Like all books by Himmelfarb, this one is erudite, well written, informative, insightful and sure to upset the politically correct which for me makes it five stars.
In first presenting the historical information about Darwin and his theory and then analyzing their historical and cultural effects, the author does a comprehensive job in presenting a balanced picture. However it is just this evenhandedness which will incite those secularists who hold Darwin up as the destroyer of God and the founder of the Scientific view of creation for Himmelfarb shows that Darwin himself never made these kind of claims, and that indeed the theory is just that- almost a pure thought hypothesis that has NEVER been experimentally verified, for in all the millions of fossils discovered to date there has never been an example of one species "evolving" into another, the cornerstone of what Darwin was trying to explain. While excuses abound for why this is so, nonetheless it is a fact which glaringly highlights that, while Darwin postulated A scenario for evolution, it may not be THE scenario.
Another interesting fact the author reveals is that many of the original defenders of the theory did so less from being convinced of its truth than for the "freedom" it offered from religious constraints on scientific inquiry, again highlighting the fact that it was more a philosophical revolution and less a scientific one that Darwin initiated.
As for the popular Liberal claim that God was no longer necessary because of natural selection, well, anytime science attempts to deal with metaphysical questions of "why" as opposed to how, it runs into problems which it cannot, almost by definition, answer. Specifically in this case, the claim that mutations are random is impossible to verify scientifically. How can we prove there was no underlying reason for the way change occurred, even if natural selection vetted these alterations and picked winners and losers? Even Richard Dawkins, the acclaimed scientist and radical atheist, believes evolution is geared to complexity. If it were truly random, why would this be so?
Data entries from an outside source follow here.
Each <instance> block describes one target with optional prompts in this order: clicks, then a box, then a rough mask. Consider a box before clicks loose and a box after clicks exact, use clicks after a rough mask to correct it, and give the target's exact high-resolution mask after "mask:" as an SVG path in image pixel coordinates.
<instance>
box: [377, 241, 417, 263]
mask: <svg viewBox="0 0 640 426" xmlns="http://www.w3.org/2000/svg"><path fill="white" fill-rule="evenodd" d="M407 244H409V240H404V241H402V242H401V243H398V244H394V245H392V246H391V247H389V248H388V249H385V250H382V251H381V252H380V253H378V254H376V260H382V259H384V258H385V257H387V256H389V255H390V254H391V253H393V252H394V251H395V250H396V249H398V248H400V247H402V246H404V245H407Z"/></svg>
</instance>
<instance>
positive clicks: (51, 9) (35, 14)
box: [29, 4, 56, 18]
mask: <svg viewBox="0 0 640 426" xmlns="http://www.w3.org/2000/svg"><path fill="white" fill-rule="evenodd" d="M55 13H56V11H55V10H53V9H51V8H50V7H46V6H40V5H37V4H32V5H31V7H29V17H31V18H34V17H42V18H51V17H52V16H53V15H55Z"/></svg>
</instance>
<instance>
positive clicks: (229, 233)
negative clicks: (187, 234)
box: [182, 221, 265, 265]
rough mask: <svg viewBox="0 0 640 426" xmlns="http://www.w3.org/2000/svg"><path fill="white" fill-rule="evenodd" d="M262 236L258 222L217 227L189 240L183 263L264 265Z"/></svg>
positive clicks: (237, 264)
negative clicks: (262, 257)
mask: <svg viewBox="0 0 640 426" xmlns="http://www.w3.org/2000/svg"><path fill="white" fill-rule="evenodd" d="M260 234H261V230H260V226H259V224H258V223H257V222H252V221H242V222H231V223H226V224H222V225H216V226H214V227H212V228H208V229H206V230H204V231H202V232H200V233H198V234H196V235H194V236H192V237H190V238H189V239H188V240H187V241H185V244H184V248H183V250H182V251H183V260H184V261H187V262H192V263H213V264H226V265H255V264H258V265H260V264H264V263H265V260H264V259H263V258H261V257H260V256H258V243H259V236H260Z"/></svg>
In dealing with these and other aspects of the debate the author is enlightening and informative, assuming you are not so closed minded that any detour from the Liberally approved path is forbidden. Himmelfarb is a brilliant historian and thinker who presents the facts and allows the reader to draw his own conclusions. It is the kind of refreshing attitude that Darwin's supporters once prized, before Darwin himself became ossified as dogma for many of his current day followers who mistakenly consider themselves openminded.